These experiments demonstrate that c-Myb regulates the survival of DP thymocytes and that rescue of DP thymocyte survival by the forced expression of Bcl-xL restores secondary TCRα rearrangements. However, this is not sufficient to rescue iNKT cell development, suggesting that c-Myb controls additional pathways required in this process.

Partial rescue by a rearranged TCRα chain

To directly test whether lack of Vα14Jα18 rearrangements was the only defect in c-Mybf/fcd4-Cre thymocytes, we bred c-Mybf/fcd-4Cre mice with transgenic mice expressing a rearranged Vα14Jα18 TCRα chain under the control of the CD4 promoter10. Compared with wild-type mice, Vα14-Jα18+ mice have higher percentages of tetramer-reactive cells in the thymus, and these iNKT cells have a higher percentage of HSAhi and NK1.1 cells, both CD4+ and DN, probably because many more iNKT cells are undergoing positive selection (Supplementary Fig 3).

Vα14-Jα18+ c-Mybf/fcd4-Cre (Vα14Tg c-MybKO) mice had decreased percentages and absolute numbers of iNKT cells in the thymus, spleen and liver when compared with Vα14-Jα18+ c-Mybf/wcd4-Cre (Vα14Tg) mice (Fig. 6a,b). Compared with Vα14Tg, Vα14Tg c-MybKO mice had lower percentages and numbers of the most mature thymic iNKT cell populations, CD44+NK1.1+ and HSAlo iNKT cells (Fig. 6c), suggesting that positive selection and intrathymic maturation of DP thymocytes bearing a PBS57-CD1d tet-reactive TCR is impaired in the absence of c-Myb.

Figure 6
Partial rescue of iNKT cell defect in c-MybKO mice by a rearranged Vα14Jα18 TCR transgene

To test whether the PBS57-CD1d-Tet+ cells generated in Vα14-Jα18+ c-Mybf/fcd4-Cre mice behave as iNKT cells, we stimulated thymocytes in vitro for 4 h with PMA and Ionomycin in the presence of Monensin, and determined interleukin-4 (IL-4) and interferon γ (IFN©) cytokine production by intracellular staining.
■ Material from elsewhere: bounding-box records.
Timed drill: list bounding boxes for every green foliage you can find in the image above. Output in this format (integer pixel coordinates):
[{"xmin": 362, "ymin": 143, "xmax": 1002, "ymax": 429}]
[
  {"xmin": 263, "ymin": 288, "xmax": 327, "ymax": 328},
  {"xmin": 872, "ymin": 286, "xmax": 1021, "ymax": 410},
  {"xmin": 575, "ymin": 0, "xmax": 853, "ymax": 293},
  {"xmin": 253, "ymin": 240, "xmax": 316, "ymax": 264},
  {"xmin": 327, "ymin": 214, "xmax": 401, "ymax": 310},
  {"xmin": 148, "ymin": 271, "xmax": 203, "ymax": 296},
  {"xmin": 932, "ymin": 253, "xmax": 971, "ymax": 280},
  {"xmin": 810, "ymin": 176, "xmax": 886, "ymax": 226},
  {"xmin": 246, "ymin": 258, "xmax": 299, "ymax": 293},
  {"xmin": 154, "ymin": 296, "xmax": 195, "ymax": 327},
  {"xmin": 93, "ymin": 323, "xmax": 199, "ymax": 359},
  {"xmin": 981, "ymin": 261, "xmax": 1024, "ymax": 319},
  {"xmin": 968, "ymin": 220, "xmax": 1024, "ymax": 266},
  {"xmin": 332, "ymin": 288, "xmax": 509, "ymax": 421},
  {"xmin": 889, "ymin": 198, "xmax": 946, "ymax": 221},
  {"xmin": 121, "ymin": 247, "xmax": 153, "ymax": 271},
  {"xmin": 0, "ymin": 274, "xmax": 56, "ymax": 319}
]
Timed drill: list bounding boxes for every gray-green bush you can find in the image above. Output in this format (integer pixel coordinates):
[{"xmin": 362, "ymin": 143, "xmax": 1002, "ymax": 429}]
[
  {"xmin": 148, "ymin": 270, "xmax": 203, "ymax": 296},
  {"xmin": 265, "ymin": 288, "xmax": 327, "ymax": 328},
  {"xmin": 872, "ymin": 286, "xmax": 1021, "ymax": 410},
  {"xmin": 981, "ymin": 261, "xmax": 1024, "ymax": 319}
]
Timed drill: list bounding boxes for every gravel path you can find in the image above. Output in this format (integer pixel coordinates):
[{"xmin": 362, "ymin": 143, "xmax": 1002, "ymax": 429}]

PBS57-CD1d-Tet+ thymocytes from Vα14-Jα18+ c-Mybf/fcd4-Cre and Vα14-Jα18+/c-Mybf/wcd4-Cre mice behaved similarly to wild-type iNKT cells (Fig. 6d), with a high percentage of cells able to produce IL-4 and IFN-γ simultaneously after a short stimulation. This suggests that c-MybKO cells that can go through positive selection develop into apparently normal iNKT cells.

These results suggest that c-Myb plays additional roles in iNKT cell development, since not even expression of a CD1d-reactive TCR in many DP thymocytes is able to rescue normal development of iNKT cells in the absence of c-Myb. Furthermore, the phenotype of the iNKT cells generated, with an accumulation of more immature phenotypes, including HSAhi and NK1.1 suggests that the defect may be in early stages of positive selection of the iNKT lineage.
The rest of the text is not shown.